I’ll miss the old Twitter when it’s gone. And I don’t have any idea what will come next. I also don’t know whether it will be better or worse than Twitter today.
…But maybe I’ll be wrong.
Here’s the best-case scenario for an Elon-run Twitter, though. I doubt any of this will happen, but will see it as an encouraging sign if it does:
-Elon recognizes that his only chance of breaking even is to wait out this sector-wide stock crash. Twitter isn’t going to become phenomenally profitable when every other tech company is taking a beating. (including Tesla.)
-He hires a competent CEO who has experience with the product and respect among the workforce.

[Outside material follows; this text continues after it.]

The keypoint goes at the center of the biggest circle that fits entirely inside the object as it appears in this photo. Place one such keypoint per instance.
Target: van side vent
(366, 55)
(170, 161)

-He minimizes the layoffs. There will be some layoffs and a hiring freeze at Twitter, just like at Google and Meta and every other company. But he resists the urge to move fast and break things before he identifies the load-bearing parts of the system.
-He slowly implements new monetization features. There’s a long list of stuff that Twitter was getting ready to roll out under Parag Agarwal anyway. Elon can maintain those plans and claim credit for anything that works out.
-He invests in the trust and safety team in tandem with letting formerly-banned accounts back on the site. (I’d prefer that he doesn’t let them back on at all, but that seems unlikely.) As they make life on the site obviously worse for everyday users, this creates a clear pathway for suspending their accounts again.
Basically, the best-case scenario is that Elon buys Twitter, says “oh fuck, I need this place not to fall apart before the market thaws and I can make it profitable,” and he hires people to run things who end up not changing much at all.
I doubt any of that will happen. It would be… out-of-character. But it’d be nice if the one social media site I don’t hate using didn’t fall apart because a billionaire wanted it to be his own personal sandbox. And this, I think, is the most realistic path to Elon running Twitter without ruining Twitter.
I’ll treat this post as a time capsule, and will check back on it in a year. Here’s hoping things take a turn for the better. See you on the other side of the Twitterpocalypse.
"People are going to stop opening up the app because it’s going to routinely be the shittiest part of their day."
I dunno, man, that hasn't seemed to stop anyone so far.
I'm not sure that the demise of Twitter is all that significant. The world is facing its greatest geopolitical and economic threats since WWII, climate change is accelerating so quickly, the predictions are outdated 5 minutes after publication, poverty and starvation is endemic, and the pandemic just won't quit.
Perhaps more Twitter influencers will open Substack newsletters, or perhaps another platform will replace Twitter, perhaps many will decide the benefits aren't worth the hassle. I, for one, would miss the easy access to true experts in various fields, but I won't miss the cynical journalists vying for cable hits or pundits with their invariably naive takes or endless trolls and bots, or bad-faith extremist propaganda.
I do worry about Ukraine and Iran...important voices need to be heard and we cannot allow their suffering to fade.